How to Ride a Tram in Europe
Riding a tram might sound like an easy enough thing to figure out, and perhaps it is, but if that's the case I was a bit daft the first time I encountered one in Europe. I'd never seem a tram in person did not know how to go about purchasing a ticket, let alone know any etiquette of riding on one. So the following tips are meant to give Americans and other tourists a heads up on trams and how to ride them when you're in Europe. Note that some countries have slightly different systems, but I will do my best to cover the basics.
Buy your ticket.
This sounds obvious, I know. But the first time I rode a tram in Amsterdam, I had no idea where one was supposed to buy the tickets for the trams. Some cities and tram stops will have automated machines you can purchase a ticket from. Some cities will have a ticket booth on the tram itself and you can buy your tickets that way. I have never seen a tram on which you can buy a ticket from the driver, but that may be possible in some places. However, since you can't be sure in advance of whether or not your tram will have a ticket booth, you should be sure you have your tram tickets before you get on.
Stand aside before boarding
People will be exiting the tram so before you get on you need to stand on either side of the doors and wait for the passengers to get off. Also, some trams have doors that will only open when a button is pushed, so if no one is getting off you will need to press the button in order for the doors to open. I have seen many people unable to figure this out and miss their tram as a result -- and most people on the trams who are locals will not be paying much attention to you in the process so they may not realize you don't know how to open the doors, so don't expect them to help you necessarily.
Validate your ticket.
Your ticket is not valid unless you've stamped it in the little ticket machines on the tram. These are usually affixed to a pole and have the time visible. Just punch the ticket and you'll typically have a ticket that's valid for 90 minutes, unless you've bought one that's meant to be 24, 48 or 72 hours.
Ticket inspectors are undercover people who come round with a badge and ask to see your ticket. They can be on trams, they can be at the tram station, they can be anywhere. If you haven't got a valid ticket they will make you get off the tram and they will give you a fine. You may never see a ticket inspector but this doesn't mean you shouldn't have a ticket just in case.
I should hope it goes without saying that one should give their seat up for the elderly, handicapped or small children who cannot stand easily. Observe the signs on the trams and do not sit in the seats which are meant for those persons unless you're able to quickly get up for them should they board the tram while you're on it. Also, if you're only going one stop, you should let others board first so that you're nearest to the door when your stop comes -- it's just plain rude to have to shove your way from front to back through a crowd in that situation.
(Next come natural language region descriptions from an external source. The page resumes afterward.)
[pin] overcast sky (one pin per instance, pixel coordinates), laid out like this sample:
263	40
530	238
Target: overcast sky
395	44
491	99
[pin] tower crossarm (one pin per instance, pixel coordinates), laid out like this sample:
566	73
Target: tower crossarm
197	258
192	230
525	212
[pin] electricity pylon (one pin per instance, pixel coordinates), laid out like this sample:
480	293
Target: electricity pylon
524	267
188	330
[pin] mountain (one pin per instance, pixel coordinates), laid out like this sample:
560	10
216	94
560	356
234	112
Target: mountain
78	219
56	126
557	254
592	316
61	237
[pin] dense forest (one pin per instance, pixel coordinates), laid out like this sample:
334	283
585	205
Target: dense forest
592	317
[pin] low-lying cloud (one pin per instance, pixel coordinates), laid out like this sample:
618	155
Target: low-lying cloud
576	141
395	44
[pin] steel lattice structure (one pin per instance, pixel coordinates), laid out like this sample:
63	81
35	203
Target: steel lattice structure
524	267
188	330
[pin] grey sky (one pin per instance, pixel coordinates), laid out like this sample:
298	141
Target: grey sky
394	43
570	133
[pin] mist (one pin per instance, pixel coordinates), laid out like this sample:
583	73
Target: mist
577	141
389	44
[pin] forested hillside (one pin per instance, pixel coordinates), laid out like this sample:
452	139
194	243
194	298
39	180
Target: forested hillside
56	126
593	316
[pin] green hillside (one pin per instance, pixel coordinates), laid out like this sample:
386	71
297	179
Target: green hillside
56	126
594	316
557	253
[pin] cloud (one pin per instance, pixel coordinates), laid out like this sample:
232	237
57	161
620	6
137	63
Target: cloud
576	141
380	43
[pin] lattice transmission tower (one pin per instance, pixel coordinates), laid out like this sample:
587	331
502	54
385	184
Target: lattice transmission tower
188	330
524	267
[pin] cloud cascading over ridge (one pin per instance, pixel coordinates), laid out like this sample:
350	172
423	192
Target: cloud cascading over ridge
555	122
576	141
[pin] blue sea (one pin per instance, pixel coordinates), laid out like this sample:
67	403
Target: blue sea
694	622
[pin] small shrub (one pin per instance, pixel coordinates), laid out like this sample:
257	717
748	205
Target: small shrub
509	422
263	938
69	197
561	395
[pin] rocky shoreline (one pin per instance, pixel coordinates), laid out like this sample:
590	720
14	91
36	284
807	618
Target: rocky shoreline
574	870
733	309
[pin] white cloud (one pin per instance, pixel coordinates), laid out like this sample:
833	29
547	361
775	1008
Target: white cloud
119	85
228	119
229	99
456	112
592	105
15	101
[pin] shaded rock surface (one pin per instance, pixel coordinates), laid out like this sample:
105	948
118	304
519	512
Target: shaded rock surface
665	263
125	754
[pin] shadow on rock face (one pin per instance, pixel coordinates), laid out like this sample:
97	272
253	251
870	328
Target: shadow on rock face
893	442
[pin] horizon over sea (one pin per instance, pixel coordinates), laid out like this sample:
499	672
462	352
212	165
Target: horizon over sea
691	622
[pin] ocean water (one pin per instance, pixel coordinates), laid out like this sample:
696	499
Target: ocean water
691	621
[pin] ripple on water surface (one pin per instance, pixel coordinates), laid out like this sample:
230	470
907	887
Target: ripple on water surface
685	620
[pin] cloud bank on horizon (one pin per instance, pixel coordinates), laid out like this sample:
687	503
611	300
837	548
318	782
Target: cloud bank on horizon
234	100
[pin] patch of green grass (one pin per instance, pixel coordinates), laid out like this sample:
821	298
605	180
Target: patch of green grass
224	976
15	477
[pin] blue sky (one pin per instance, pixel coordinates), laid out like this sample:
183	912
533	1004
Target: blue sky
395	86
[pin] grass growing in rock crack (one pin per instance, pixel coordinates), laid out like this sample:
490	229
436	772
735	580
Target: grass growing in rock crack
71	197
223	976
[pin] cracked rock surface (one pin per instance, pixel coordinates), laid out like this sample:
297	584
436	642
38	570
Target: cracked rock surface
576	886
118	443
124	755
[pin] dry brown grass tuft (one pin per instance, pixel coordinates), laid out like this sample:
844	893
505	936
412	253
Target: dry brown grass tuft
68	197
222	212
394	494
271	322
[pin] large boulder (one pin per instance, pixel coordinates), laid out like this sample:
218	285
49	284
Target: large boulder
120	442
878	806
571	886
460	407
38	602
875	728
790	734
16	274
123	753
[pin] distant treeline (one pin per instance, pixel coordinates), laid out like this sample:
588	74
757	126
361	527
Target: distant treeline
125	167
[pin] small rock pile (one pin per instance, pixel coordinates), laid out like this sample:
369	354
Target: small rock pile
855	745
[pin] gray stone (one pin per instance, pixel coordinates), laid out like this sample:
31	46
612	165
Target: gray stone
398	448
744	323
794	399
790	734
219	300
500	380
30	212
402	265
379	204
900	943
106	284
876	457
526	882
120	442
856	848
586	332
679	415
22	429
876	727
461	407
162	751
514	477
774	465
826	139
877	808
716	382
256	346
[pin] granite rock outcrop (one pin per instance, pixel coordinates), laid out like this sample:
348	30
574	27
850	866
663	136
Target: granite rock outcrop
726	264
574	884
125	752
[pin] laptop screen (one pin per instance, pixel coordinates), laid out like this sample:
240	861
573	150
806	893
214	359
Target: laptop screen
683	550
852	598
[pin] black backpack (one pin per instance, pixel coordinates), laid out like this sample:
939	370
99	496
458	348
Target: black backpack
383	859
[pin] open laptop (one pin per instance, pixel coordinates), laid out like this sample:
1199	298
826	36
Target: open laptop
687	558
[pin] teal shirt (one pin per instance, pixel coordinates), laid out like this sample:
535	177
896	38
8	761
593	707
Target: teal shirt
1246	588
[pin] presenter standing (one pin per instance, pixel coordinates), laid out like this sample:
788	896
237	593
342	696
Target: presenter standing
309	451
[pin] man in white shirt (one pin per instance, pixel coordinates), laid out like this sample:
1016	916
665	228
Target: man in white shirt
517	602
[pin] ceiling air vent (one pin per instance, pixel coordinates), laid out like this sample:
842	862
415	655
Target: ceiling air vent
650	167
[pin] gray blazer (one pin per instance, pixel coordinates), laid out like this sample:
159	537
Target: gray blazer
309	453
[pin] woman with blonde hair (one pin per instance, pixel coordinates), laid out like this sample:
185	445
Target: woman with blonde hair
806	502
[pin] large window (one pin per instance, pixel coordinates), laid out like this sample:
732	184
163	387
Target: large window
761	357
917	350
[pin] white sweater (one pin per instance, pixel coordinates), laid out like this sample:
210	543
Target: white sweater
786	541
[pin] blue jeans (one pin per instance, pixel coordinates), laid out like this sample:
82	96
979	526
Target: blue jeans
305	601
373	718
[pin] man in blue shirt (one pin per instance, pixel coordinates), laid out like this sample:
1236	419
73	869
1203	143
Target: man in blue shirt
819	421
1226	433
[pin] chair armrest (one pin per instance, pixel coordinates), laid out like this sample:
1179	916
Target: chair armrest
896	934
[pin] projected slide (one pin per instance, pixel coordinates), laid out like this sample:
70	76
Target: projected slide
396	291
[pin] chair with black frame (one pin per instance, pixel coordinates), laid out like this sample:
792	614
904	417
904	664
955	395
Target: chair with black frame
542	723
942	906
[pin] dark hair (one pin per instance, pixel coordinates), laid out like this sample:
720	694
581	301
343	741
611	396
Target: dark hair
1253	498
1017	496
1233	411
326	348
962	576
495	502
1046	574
Trams should only go about 50 miles per hour but some drivers are jerks and drive like maniacs round turns. Believe me when I tell you people have been killed on trams as a result of this, as have pedestrians. Do not stand on a tram without holding onto a pole or chair; it's simply not safe. Hell, even sitting down properly can lead to bruised knees if the tram driver has to stop suddenly. Granted, these things don't happen often but they do happen. Just because trams look cute and seem to drive slowly on a safe track doesn't mean you can't be injured on them, so be smart and hold on.
Mind your luggage
If you're going on the tram with your luggage, realize that it's a normal tram to everyone else and it's extremely rude to place your bags on seats or leave them in the aisle where people have to climb over them. If you have a lot of luggage, take a taxi or shuttle bus.
Mind the pickpockets
Tourists are spotted easily. Do yourself a favor and mind your surroundings and keep your valuables in a safe place.
Know your stop
You should know where you're getting on the tram and know where you're getting off. I say this because sometimes the automated voices that tell you which stop you've arrived at can be one or two stops behind and it can take the driver awhile to realize it. Therefore, you should either have a tram map with you, or you should be looking closely outside at the station names as you pass them until you're sure the announcements are correct. Sometimes the trams will have a big sign with all of the stops listed, and sometimes you'll only see the stop that's next in line. Therefore, you should be aware of your stops before you get on the tram.
Buying tickets for a longer stay
If you're staying for a week or month or something to this effect, you can buy longer duration tickets that will be cheaper in the end and which are usually also valid for other modes of transport. For example, where I live the transportation passes are valid for bus, subway, tram and some local trains. If you'll be somewhere for more than a day or two, these are well worth the cost.